Ao voltar para Portugal, D. Pedro I deixou seus filhos aos cuidados de três pessoas: José Bonifácio, que dispensa apresentações; a Condessa de Belmonte, que as crianças apelidaram de Dadama; e Rafael, um negro liberto, veterano da Guerra da Cisplatina que havia ganhado a confiança da família imperial.
Missão dada, missão cumprida; Rafael se tornou um grande amigo de D. Pedro II e acabou sendo tratado como alguém da família. Mas não o era para os militares que deram o golpe de 15 de novembro, que o deixaram de lado quando enviaram a família imperial para o exílio, dois dias depois.

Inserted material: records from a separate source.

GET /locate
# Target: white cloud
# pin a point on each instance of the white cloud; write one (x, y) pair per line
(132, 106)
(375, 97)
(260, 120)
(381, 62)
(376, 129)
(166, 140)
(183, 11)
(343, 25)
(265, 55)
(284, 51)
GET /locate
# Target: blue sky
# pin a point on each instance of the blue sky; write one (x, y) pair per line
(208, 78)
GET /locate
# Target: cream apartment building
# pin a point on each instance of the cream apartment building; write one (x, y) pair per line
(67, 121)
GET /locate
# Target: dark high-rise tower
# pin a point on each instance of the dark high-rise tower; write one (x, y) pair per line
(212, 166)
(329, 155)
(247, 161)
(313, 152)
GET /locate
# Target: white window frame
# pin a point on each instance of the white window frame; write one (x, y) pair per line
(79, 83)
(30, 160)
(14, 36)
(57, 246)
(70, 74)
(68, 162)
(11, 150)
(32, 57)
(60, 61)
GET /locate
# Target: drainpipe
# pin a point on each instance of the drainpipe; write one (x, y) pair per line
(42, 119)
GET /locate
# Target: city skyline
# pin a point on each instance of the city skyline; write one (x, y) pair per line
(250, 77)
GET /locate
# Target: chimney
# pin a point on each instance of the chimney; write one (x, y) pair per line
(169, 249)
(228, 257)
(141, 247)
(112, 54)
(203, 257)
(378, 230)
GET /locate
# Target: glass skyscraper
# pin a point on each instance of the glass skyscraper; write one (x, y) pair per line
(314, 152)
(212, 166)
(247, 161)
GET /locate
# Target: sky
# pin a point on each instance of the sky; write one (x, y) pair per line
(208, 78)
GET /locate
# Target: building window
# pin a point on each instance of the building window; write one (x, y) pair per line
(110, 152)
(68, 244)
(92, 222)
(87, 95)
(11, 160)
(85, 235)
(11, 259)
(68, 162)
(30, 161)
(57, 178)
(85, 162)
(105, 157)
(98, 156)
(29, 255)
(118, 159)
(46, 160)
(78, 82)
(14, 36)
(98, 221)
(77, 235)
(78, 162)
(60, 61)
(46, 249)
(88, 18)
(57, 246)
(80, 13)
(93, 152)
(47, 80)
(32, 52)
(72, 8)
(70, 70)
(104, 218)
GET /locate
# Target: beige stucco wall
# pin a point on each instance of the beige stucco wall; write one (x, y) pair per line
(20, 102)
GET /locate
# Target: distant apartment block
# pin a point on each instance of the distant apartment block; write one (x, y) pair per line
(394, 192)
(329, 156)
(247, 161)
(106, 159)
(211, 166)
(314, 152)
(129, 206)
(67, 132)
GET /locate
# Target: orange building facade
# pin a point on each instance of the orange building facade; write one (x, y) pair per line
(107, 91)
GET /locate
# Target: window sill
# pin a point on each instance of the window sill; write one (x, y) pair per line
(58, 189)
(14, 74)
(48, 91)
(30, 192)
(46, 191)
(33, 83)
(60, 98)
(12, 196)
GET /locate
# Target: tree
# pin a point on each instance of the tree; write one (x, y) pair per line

Rafael, que estava com 99 anos e perdera a antiga acuidade mental, só entendeu o que havia acontecido quando seu "menino" já estava a bordo do navio que o levaria para a Europa. Abalado com as notícias, não resistiu à dor que o acometeu. O motivo técnico pode ter sido outro, mas morreu de desgosto.
Enquanto isso, no navio, quem passava mal era a Imperatriz Teresa Cristina. Não pelas condições materiais, pois, embora educada para ser princesa, seguia o marido em exemplos de simplicidade que incluíam usar vestimentas normais e, dizem, às vezes cozinhar para a família como qualquer dona de casa.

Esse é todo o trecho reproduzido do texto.